Skip Navigation Links
As mentioned in the "Copyright and Information Security" article in this issue, October is "National cyber security awareness month." In keeping with that theme, we decided to reprint this article from the July 2004 issue of Benchmarks Online.
Although the article is several years old, the information is still accurate. The numbers listed in the "Archive Systems" section are dynamic and therefore generally representative of how things are in 2007. For a technical discussion of backing up data, see this article Mr. Gustavus recently wrote for another venue. -- Ed.

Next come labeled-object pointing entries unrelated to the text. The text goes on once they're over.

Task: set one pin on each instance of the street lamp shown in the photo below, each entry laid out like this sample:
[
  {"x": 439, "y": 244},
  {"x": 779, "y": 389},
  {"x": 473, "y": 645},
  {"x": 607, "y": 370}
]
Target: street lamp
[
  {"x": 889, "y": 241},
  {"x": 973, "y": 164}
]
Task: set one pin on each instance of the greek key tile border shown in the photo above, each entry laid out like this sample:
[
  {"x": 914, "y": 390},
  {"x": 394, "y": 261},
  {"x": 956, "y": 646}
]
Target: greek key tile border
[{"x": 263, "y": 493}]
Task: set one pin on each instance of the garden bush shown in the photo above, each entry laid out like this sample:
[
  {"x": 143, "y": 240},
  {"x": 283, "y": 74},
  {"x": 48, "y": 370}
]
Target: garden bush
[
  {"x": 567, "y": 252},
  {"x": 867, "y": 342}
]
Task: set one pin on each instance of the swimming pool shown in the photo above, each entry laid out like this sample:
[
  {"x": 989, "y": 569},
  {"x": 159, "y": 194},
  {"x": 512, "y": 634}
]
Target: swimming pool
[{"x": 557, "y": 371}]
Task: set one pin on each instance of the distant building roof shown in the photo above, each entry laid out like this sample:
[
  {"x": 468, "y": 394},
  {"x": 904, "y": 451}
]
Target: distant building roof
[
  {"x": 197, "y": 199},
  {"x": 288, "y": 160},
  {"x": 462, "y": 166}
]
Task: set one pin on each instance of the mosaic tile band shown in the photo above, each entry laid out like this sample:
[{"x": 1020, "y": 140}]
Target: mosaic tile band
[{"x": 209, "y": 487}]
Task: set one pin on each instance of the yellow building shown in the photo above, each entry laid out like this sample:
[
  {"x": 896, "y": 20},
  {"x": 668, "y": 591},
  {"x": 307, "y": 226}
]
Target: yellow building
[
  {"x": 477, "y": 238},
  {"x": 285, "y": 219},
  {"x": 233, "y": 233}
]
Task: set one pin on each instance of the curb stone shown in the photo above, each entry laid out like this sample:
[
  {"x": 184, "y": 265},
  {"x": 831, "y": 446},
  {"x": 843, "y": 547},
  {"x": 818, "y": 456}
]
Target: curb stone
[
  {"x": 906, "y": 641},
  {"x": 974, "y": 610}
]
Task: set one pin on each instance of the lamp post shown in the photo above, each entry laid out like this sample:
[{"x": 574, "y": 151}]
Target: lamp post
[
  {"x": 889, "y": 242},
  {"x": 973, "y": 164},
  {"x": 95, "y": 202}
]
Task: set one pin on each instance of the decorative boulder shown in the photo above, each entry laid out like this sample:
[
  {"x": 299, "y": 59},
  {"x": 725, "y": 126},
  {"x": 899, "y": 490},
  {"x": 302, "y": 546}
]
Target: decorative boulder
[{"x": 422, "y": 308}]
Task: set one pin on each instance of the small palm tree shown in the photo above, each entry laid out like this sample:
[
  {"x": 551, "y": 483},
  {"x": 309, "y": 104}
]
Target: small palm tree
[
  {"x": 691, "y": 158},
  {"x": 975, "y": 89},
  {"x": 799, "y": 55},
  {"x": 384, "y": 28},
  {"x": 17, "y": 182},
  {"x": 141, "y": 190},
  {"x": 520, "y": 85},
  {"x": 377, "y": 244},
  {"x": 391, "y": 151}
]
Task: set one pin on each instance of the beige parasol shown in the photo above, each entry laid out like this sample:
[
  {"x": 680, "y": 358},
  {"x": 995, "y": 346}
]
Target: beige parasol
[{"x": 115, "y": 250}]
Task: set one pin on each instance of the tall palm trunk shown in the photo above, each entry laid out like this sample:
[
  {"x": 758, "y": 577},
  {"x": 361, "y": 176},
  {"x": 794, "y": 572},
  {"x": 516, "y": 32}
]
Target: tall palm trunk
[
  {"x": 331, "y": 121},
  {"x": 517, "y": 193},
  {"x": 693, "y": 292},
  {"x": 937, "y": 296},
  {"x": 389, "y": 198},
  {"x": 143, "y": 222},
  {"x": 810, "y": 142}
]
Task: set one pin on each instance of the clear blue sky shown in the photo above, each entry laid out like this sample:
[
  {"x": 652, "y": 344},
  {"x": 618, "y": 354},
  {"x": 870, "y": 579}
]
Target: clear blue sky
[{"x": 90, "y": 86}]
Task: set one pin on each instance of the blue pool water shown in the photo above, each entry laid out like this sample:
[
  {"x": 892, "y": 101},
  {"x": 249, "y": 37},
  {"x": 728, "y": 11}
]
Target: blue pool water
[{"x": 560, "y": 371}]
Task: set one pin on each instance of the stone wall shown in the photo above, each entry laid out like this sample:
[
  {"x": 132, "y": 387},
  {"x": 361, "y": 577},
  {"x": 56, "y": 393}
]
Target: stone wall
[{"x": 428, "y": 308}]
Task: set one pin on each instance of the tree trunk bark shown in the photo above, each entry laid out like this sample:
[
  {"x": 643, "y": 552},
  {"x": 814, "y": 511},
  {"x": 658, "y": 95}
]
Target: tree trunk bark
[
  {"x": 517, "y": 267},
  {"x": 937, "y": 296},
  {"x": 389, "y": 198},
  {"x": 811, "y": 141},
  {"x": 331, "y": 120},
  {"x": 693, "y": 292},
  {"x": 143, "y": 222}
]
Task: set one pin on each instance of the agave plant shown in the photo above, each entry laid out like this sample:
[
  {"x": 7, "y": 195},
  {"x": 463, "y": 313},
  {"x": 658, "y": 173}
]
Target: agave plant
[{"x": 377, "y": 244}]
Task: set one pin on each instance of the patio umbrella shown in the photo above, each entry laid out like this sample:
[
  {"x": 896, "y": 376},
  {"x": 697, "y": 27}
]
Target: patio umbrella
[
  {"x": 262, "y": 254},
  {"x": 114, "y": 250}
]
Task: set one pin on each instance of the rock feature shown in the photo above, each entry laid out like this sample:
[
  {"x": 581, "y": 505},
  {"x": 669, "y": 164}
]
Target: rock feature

By Duane Gustavus, Research Computing Support Manager
The promise of technology has always been double-edged. Implicit in the power to acquire and manipulate ever more information at the click of a mouse is the power to decimate a career's worth of data just as easily. In every computer-dominated discipline are tragic tales of the person who lost irreplaceable data, a freshly completed dissertation or critical spreadsheet due to "computer failure". Closer to home, most of us have lost a piece of E-mail or maybe a URL or address we now want. At times like these, the need for backups is not a bone of contention, but it is still often the case that a useful copy of the missing data is simply not available.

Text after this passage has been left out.